PerspectiveText as big data: Develop codes of practice for rigorous computational text analysis in energy social science
Introduction
We live in an age of big data: digital information is increasingly characterized by challenging levels of volume, velocity, variety and veracity [2]. Part of this data explosion is the recent availability of digital text at a massive scale, which can be used for social science inquiry. Digital archives of scientific and newspaper articles, parliamentary records, party documents, patents, legislation, treaties or social media posts such as those from Twitter, Facebook or Reddit provide vast and rich sources for research. As shown in Fig. 1 these text archives are vast and growing fast.
Using text as big data provides new opportunities and requires the augmentation of traditional social science methods with computational text analysis applications (e.g. [3], [4], [5], [6], [7]). The analysis of language is central for a variety of methods in energy social science. Yet these methods are challenged by volume and velocity: today, vast amounts of text are produced so fast that manual analysis cannot keep up. This precludes timely and comprehensive inquiry. Computational text analysis tools promise to scale traditional social science methodologies to vast archives of text without massive funding support [8], [9], [10]. There is a large variety of supervised and unsupervised methods that allow the automation of tasks such as document classification, content analysis, sentiment analysis, part of speech tagging, machine translation and information retrieval [11], [12]. This provides entirely new opportunities for energy social science research (e.g. [13], [14], [15]).
For example, discourse analysis studies the use of spoken or written language in social contexts to understand how debates are shaped by actors and develop over time [16], [17]. Discourse analysis is often limited by the capacity to classify and code text manually: vast digital text archives can only be analyzed partially, exposing traditional approaches to the criticism of ‘cherry-picking’ or neglecting less frequent linguistic patterns when only small samples of text are analyzed [18]. Computational methods for text analysis can assist in or take over some of these coding tasks and scale discourse analysis to text archives of almost any size [19], [20], [21], [22].
Despite its promises and notwithstanding at least 20 years of research in computational social science [23], [4] and digital humanities [24], [25], [26], the adoption of automated text analysis methods by the social science community has been slow. Searching the 1318 contributions in this journal, we only find six articles1 that apply automated text analysis methods [1], [27], [28], [29], [30], [31].
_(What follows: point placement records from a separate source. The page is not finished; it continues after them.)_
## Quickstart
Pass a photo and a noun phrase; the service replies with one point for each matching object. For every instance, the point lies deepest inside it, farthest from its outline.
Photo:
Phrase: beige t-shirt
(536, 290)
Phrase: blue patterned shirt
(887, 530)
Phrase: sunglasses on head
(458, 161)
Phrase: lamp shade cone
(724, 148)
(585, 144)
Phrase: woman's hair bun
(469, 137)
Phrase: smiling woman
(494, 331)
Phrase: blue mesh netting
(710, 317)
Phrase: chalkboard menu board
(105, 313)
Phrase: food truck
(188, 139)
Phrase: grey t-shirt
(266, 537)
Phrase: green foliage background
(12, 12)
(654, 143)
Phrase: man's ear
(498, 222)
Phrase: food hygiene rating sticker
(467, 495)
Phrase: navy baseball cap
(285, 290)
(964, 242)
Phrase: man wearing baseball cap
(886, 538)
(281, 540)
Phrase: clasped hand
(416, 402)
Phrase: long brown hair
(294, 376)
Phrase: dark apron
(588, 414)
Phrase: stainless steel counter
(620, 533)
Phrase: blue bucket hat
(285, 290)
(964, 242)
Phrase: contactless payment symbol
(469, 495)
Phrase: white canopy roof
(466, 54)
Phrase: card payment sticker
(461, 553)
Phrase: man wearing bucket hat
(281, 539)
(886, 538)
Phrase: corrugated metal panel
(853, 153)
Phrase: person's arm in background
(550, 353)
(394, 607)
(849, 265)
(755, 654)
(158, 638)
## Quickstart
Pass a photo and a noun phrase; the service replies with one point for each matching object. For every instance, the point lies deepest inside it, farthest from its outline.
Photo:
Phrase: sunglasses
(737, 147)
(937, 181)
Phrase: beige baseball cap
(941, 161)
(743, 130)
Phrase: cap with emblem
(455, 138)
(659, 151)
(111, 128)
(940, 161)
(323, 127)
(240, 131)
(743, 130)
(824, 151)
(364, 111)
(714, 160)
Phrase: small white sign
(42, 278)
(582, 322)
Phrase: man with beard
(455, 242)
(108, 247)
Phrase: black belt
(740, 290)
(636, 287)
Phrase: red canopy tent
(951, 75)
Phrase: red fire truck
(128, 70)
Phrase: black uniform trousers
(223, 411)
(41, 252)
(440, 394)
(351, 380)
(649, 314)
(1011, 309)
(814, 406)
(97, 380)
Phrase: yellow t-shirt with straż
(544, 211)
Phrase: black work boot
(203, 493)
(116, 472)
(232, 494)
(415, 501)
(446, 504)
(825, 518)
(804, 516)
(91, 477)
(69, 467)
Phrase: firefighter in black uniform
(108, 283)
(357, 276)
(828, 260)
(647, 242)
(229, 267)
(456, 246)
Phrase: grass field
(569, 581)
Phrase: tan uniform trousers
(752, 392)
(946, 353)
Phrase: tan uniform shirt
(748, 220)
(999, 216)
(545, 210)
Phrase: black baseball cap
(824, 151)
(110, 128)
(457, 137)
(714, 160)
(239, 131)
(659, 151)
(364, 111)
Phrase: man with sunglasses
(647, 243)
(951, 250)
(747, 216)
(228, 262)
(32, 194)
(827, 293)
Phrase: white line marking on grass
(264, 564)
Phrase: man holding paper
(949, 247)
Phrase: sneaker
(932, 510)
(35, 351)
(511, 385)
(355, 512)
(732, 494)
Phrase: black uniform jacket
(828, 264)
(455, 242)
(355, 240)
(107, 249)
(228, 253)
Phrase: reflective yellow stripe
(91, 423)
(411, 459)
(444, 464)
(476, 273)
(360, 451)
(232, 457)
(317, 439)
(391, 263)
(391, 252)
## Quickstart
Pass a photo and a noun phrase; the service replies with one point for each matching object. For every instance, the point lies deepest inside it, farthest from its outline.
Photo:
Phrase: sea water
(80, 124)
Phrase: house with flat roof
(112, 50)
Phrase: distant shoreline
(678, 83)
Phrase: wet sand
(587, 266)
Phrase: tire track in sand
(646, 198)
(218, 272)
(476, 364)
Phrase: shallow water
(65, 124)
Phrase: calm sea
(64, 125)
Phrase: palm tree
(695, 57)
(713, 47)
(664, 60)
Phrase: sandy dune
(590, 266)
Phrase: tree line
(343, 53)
It is, therefore, a major contribution of Benites-Lazaro et al. [1] to be among the first to discuss the methodological potential of computational text analysis in the field of energy social science, as part of a 2018 “Special Issue on the Problems of Methods in Climate and Energy Research”2 in this journal. They apply topic modeling – an unsupervised machine learning method for automated content analysis – and other computational methods in order to understand policy discourses in Brazil on ethanol production across different actors. Their analysis of thousands of documents from governments, businesses, NGOs and media outlets reveals the thematic structure of the discourse over the observed 11-year time-span and identifies, for example, distinct thematic discourses across actor groups.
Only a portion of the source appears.